Locus-Specific Requirements of DDR Complexes for Gene-Body Methylation of TAS Genes in Arabidopsis thaliana

Abstract

Posttranscriptional gene silencing via 21-nucleotide (nt) trans-acting small interfering RNAs (tasiRNAs) is a plant-specific RNA silencing mechanism. tasiRNAs are generated by RNA-DEPENDENT RNA POLYMERASE 6, SUPPRESSOR OF GENE SILENCING 3, and DICER-LIKE 4 using TAS transcripts as templates and degrade their target mRNA in a manner similar to micro-RNA. TAS gene-derived small RNAs also trigger cytosine methylation in cis together with known components of RNA-directed DNA methylation (RdDM). RdDM is known to be required for silencing of repetitive elements and transposons via a 24-nt small interfering RNA complementary to the target DNA. Plant-specific DNA-dependent RNA polymerase V (Pol V) is thought to be required for the recruitment of other RdDM components to the target region, together with the DDR complex, which contains DEFECTIVE IN RNA-DIRECTED DNA METHYLATION 1, DEFECTIVE IN MERISTEM SILENCING 3, and RNA-DIRECTED DNA METHYLATION 1. Although genome-wide studies indicate that Pol V and the DDR complex mostly share endogenous targets, the requirement for each component of RdDM at TAS genes remains obscure.

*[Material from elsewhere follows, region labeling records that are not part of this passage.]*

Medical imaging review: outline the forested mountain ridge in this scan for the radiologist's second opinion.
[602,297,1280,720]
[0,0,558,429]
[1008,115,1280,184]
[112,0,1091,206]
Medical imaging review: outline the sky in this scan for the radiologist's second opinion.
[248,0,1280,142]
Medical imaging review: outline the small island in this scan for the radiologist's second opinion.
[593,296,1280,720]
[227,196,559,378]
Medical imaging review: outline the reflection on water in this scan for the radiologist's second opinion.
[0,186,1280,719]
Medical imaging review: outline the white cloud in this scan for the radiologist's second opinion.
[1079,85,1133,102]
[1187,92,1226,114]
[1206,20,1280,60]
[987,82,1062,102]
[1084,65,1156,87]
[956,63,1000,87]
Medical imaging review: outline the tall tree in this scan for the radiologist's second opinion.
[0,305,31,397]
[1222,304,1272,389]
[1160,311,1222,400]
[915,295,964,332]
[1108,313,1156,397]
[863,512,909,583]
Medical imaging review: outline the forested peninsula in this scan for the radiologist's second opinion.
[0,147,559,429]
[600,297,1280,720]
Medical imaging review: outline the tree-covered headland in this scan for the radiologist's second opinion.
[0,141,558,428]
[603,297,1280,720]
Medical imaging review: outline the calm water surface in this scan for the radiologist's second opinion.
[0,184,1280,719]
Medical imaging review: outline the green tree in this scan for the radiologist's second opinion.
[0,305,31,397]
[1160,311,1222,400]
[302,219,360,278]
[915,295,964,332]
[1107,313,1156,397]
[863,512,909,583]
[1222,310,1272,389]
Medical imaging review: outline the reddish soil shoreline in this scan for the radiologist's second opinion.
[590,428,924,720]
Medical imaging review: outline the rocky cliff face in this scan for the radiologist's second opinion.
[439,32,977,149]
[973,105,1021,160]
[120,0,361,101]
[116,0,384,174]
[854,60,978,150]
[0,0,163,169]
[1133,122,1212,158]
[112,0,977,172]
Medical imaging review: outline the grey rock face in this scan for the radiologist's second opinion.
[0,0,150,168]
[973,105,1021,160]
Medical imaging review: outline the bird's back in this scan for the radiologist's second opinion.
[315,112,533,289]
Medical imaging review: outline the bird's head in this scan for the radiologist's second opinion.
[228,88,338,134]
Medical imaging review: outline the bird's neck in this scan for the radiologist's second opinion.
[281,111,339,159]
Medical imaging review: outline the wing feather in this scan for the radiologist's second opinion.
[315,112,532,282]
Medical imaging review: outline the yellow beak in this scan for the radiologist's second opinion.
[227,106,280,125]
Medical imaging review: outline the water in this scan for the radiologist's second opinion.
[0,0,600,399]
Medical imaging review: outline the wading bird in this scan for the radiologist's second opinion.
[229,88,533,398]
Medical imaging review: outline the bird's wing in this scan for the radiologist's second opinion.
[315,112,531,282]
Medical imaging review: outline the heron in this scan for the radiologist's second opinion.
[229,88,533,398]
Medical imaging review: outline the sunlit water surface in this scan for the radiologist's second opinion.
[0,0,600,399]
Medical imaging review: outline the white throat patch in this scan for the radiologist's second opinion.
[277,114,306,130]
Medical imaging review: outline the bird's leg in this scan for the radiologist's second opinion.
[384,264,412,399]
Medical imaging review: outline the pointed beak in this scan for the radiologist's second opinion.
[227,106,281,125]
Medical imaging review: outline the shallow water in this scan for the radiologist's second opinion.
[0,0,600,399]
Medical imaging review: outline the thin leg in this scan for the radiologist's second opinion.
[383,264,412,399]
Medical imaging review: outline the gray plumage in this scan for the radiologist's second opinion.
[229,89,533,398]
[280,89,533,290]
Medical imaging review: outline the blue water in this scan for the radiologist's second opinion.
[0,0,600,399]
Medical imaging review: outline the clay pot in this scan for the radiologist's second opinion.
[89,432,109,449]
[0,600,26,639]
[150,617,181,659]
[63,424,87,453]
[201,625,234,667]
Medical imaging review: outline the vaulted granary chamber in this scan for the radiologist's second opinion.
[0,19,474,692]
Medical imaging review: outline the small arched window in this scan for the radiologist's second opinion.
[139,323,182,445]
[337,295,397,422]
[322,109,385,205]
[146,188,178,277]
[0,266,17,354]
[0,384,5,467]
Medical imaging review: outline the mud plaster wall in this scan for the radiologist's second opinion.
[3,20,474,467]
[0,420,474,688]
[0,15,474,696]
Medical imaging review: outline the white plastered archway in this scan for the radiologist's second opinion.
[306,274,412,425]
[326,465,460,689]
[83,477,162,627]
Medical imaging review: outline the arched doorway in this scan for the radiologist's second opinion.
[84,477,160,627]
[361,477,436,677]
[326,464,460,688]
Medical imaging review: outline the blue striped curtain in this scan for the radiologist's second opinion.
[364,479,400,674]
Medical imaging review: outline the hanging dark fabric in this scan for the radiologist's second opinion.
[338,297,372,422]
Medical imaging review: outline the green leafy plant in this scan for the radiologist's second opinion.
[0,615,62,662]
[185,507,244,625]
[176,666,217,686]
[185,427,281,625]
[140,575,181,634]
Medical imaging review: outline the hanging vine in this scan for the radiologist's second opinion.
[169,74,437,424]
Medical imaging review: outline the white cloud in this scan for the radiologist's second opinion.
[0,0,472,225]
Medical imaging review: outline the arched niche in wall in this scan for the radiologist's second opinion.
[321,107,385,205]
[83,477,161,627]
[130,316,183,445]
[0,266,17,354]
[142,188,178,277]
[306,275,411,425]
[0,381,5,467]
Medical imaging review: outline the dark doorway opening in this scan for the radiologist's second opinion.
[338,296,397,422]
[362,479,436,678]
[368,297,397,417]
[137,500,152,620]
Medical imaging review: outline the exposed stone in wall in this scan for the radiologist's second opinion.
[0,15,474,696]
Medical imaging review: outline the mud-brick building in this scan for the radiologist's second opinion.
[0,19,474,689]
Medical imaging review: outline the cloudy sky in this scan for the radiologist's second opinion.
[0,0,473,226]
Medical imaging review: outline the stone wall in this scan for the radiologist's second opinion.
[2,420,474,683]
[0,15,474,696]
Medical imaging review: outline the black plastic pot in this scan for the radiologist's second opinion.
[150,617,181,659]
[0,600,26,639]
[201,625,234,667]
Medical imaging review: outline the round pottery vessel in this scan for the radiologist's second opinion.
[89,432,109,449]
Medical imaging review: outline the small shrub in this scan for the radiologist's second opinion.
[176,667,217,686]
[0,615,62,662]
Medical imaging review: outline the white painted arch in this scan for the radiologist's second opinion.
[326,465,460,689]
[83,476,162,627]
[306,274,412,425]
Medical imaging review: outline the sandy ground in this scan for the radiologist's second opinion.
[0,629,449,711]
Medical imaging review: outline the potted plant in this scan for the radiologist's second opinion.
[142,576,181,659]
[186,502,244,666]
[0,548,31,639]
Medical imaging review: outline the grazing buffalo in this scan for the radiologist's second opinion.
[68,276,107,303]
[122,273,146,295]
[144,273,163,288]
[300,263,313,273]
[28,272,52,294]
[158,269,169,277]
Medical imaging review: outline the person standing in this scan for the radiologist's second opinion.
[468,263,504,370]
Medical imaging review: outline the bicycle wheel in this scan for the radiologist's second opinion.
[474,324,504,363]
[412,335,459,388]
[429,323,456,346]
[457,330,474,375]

Here, we investigated the involvement of components of the DDR complex in RdDM triggered by TAS gene-derived small RNAs. Our results show that methylation of the TAS3a gene was reduced in dms3 and drd1, whereas methylation of the TAS1c gene was decreased in dms3 but not in drd1. These findings indicate that Pol V and components of the DDR complex act separately in a locus-specific manner.